私が住む千葉県と縁があることが印象に残り、自宅に戻った後に、増間氏の情報がネットにないかとフルネームで検索をかけた。すると、一冊の本がヒットした。『二人の海軍特年兵の記録』。共著者に「増間作郎」の名前がある。自分と同じ物書きの仕事をしていたようだ。増間氏のプロフィールに目を通す。

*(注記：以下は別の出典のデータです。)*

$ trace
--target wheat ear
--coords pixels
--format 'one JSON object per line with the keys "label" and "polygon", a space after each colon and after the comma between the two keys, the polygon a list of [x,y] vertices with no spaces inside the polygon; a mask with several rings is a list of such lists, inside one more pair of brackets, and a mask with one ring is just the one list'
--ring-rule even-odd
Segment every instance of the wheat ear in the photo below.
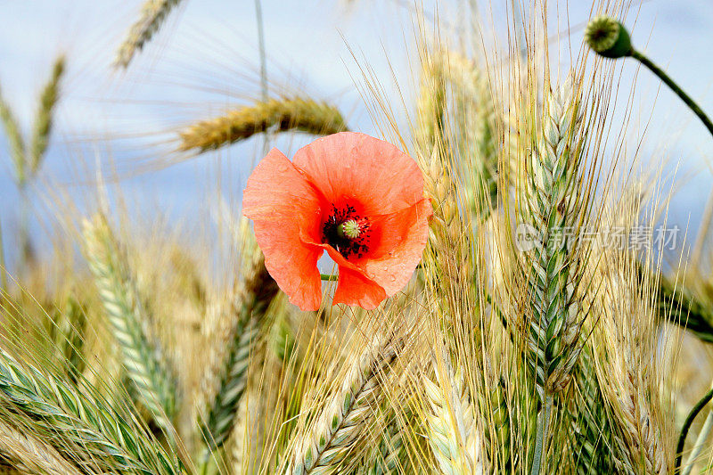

「昭和3年、宮城県生まれ。18年7月、横須賀海兵団入団、六十三分隊。19年5月、二十九期普通科兵器整備術(写真)練習生、洲ノ崎航空隊。同10月、洲ノ崎航空隊七十分隊。20年5月、整備兵長。同8月、三十期高等科兵器整備術(写真)練習生。終戦より復員」
衝撃を受けたのが、昭和3年生まれで18年には海軍に入隊している点だった。生年月日から逆算すると、15歳で戦争に行ったことになる。今の時代でいえば中学生だ。
すぐに著書を中古本で入手した。内容は増間氏が若くして館山市の洲ノ崎航空基地に配属された話と、戦地に行ったもう一人の少年兵の体験記が二本立てで収録されていた。本書を通じて、初めて「海軍特別少年兵(特年兵)」という言葉を知ることになった。
「14~15歳のあどけなさの残る志願兵」には不釣り合いな痕跡が…
著書のタイトルにもなっているこの言葉は、1942~1945年にかけて旧日本海軍が14~15歳を対象に採用した最年少の志願兵のことである。訓練を経て航空基地や艦船部隊へ配属されたが、海兵団に入団した1万7400名のうち、5000名が命を落としたという。増間氏は、その特年兵の生き残りであり、その記録を著書に書き残した人物だった。
円筒の帽子入れと海軍帽子の他、一緒に入っていた略綬や肩章などの小物類をSNSにアップした。すると旧日本海軍に詳しい知人から連絡が入った。
「略綬から察するに、第二次世界大戦よりも前から職業軍人として活躍された方の所有物の可能性が高いです。肩章は星が3つあるので、海軍大尉までなられた方だと推測します」
この指摘で、ある矛盾に気が付いた。増間氏は特年兵だったので、終戦時は17~18歳、一方、略綬や肩章から推測すると、この海軍帽子の持ち主は地位の高い人であり、終戦時は40~50歳と考えられる。そうなると、この海軍帽子は増間氏の所有物ではない可能性が高いといえる。